Tatsache ist, dass die türkische Armee im kurdischen Nordirak einen beinah 40 Kilometer tiefen Streifen unter ihre Kontrolle gebracht hat. Im Gegensatz zu Operationen vergangener Jahre, wird die türkische Armee dort länger bleiben. Davon zeugt zumindest, dass sie in diesem Streifen mittlerweile über 30 neue Militärstützpunkte errichtet hat. Dasselbe dürfte auch für das Nachbarland Syrien gelten. Die Türkei habe nicht vor, ihre Streitkräfte aus Syrien abzuziehen, bevor Syrien befreit werde, erklärte Erdogan vor Kurzem. Die Frage, wer in Syrien vom wem befreit werden solle, liess er offen. Vorige Woche konnte schliesslich ein bewaffneter Schlagabtausch zwischen der griechischen und türkischen Marine nur dank der Intervention der deutschen Bundeskanzlerin Angela Merkel im letzten Moment abgewendet werden.

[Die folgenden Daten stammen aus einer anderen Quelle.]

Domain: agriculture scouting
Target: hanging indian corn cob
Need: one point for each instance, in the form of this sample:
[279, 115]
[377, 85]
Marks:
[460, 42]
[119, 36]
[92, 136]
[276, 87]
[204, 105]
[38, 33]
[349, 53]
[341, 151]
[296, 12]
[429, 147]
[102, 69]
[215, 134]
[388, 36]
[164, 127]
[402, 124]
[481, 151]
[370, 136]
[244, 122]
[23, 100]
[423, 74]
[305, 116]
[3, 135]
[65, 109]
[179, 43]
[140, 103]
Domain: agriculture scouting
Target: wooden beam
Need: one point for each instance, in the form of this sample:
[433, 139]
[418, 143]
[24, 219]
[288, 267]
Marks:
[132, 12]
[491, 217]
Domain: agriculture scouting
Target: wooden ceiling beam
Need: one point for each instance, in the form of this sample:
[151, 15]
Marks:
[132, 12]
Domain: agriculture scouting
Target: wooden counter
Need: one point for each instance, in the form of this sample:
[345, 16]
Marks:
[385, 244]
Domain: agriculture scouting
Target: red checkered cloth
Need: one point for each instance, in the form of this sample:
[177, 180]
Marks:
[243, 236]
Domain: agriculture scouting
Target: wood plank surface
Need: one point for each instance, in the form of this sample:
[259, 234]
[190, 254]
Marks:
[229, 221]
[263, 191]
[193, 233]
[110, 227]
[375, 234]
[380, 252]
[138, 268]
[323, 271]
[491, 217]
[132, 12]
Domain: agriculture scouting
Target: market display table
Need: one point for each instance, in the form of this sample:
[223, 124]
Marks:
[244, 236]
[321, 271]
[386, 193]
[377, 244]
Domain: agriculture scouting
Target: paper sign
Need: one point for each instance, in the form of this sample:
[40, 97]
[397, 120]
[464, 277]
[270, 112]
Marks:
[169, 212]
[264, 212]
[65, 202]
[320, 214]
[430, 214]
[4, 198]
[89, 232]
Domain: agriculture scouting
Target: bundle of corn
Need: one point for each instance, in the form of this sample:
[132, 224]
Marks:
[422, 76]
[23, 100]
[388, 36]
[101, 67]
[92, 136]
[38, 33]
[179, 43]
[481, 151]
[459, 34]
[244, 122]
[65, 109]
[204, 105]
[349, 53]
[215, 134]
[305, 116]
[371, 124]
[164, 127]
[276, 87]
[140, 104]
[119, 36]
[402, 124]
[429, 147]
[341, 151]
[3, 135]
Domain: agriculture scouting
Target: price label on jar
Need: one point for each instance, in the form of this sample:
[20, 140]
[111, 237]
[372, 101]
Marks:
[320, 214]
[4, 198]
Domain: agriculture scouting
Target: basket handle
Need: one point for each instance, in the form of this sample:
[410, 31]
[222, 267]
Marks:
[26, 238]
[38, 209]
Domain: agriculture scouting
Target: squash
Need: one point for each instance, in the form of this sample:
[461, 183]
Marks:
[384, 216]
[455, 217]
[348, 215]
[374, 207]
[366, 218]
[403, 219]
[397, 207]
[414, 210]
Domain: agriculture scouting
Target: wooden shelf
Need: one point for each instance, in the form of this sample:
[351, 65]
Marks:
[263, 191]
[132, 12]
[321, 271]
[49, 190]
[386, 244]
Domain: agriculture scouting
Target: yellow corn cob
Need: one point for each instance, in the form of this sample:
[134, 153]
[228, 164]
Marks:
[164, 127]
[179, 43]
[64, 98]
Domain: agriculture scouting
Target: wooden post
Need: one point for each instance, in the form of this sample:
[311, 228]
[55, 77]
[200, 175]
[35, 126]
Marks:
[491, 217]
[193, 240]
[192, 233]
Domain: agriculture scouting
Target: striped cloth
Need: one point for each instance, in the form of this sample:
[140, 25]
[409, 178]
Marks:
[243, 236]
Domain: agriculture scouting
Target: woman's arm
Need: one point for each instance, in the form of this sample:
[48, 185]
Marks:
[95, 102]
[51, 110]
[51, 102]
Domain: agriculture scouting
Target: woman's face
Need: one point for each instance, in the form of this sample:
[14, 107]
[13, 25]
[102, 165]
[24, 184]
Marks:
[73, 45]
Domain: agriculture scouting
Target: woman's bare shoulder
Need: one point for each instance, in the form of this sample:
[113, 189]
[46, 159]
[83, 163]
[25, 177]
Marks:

Es ist ein gefährliches Motiv, das sich in den letzten Monaten regelmässig wiederholt: Ankara erklärt seine Absicht, vor Zypern oder anderen griechischen Inseln bohren zu wollen und schickt Bohrschiffe und seine Marine demonstrativ in die Gewässer Griechenlands oder Zyperns. Diesmal hatten sich ein türkisches Bohrschiff, begleitet von einem Dutzend Kriegsschiffen, auf den Weg gemacht, vor der griechischen Insel Kastellorizo nach Erdöl zu suchen. Daraufhin setzte Athen seine Kriegsmarine auf höchste Alarmbereitschaft. Könnten die NATO und die EU, der Europarat und der Europäische Gerichtshof für Menschenrechte EU, die Dynamik in Ankara und die Signalkraft der Umwandlung Hagias Sofias tatsächlich so grob unterschätzt haben?